A mon arrivée par le train de nuit en provenance de Bangkok, j’ai du mal à trouver mes repères dans une ville aux avenues disproportionnées, aux commerces souvent abandonnés. C’est donc à bord d’une calèche que je fais mes premiers pas. Cette impression de ville endormie, révélant de-ci de-là son patrimoine architectural, me replonge dans l’atmosphère surréaliste de Jogjakarta en Indonésie. De nombreuses maisons anciennes tout en bois mériteraient une vraie rénovation, tandis que certains temples, tout aussi malchanceux, ont perdu un peu d’âme, suite à une mauvaise rénovation. Malgré tout, la ville aux allures bancales me révèle ses visages: la vieille pharmacie chinoise, les couturières de rue, les dactylographes payées à la page et, au bord de la rivière, des bars aux allures clandestines qui passent des tubes des années 80. Je me laisse peu à peu séduire par cette ville surprenante.
Abandonnant la calèche, c’est à pied que je fais ma première visite majeure : le Wat Si Chun. Ce temple Birman, avec ses toits à plusieurs niveaux, ses gargouilles délicatement sculptées et ses mosaïques de verres colorés me transporte immédiatement de Jogjakarta à Inle. Par le plus grand des hasards, ma visite se déroule aux alentours 16h.
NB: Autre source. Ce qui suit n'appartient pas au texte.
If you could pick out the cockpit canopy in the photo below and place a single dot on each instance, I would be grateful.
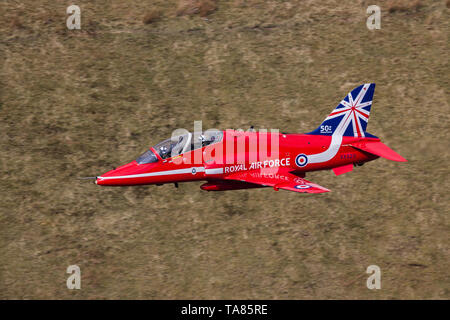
(180, 144)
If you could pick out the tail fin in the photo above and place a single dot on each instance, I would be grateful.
(350, 117)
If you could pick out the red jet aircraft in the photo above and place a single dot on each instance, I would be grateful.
(231, 160)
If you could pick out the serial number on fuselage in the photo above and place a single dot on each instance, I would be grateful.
(284, 162)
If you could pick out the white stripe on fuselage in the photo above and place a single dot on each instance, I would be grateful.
(335, 145)
(157, 173)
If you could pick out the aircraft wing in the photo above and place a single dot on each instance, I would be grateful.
(278, 179)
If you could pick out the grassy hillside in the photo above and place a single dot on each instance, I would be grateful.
(76, 103)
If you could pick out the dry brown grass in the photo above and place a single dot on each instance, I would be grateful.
(77, 103)
(408, 6)
(152, 16)
(192, 7)
(16, 23)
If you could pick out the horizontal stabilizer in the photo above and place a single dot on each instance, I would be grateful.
(380, 149)
(278, 179)
(343, 169)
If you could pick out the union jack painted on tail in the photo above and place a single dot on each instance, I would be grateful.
(350, 117)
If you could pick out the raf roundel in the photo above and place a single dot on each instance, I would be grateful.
(301, 160)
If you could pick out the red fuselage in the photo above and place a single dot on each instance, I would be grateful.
(241, 152)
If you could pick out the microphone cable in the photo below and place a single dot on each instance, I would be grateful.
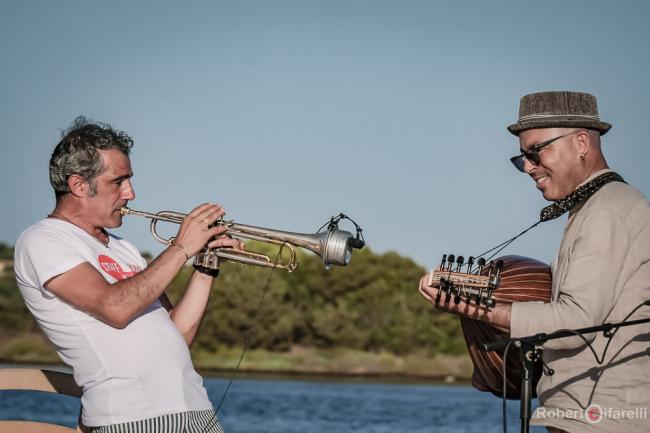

C’est, à mon goût, la plus belle des lumières pour mettre en valeur les temples d’Asie et je me laisse envoûter par les dorures des motifs floraux qui s’estompent dans la blancheur laiteuse des peintures murales.
Le lendemain, je décide d’explorer le patrimoine Lanna de Lampang, direction le sud vers le Wat Phrathat Lampang Luang. Il me faut passer les murs d’enceinte de facture récente pour découvrir l’un des exemples les plus remarquables de l’architecture religieuse Lanna dans toute la région du Nord. Il apparaît aujourd’hui comme le bastion qu’il fut, avec son immense Chedi datant du milieu du 15éme siècle, mesurant 45 mètres de haut et 24 mètres de circonférence, dominant ainsi l’espace fortifié. Le Wihan principal ouvrant sur chaque côté, est une structure tout aussi délicate avec ses fresques murales sur des panneaux de bois surmontés par un toit en étage. Le résultat et l’état de conservation me laissent sans voix.
Je m’interroge toujours, pourtant, sur l’avenir d’une ville qui parait désertée. Une fois de plus, ma patience sera récompensée et la visite du marché de nuit du samedi me redonne espoir. Je retrouve, perdu dans une foule compacte, toute l’énergie et la simple joie de vivre de la Thaïlande. Des mélanges de générations, de mondes contemporains et traditionnels, des tout petits riens qui font qu’en Asie, tout est possible.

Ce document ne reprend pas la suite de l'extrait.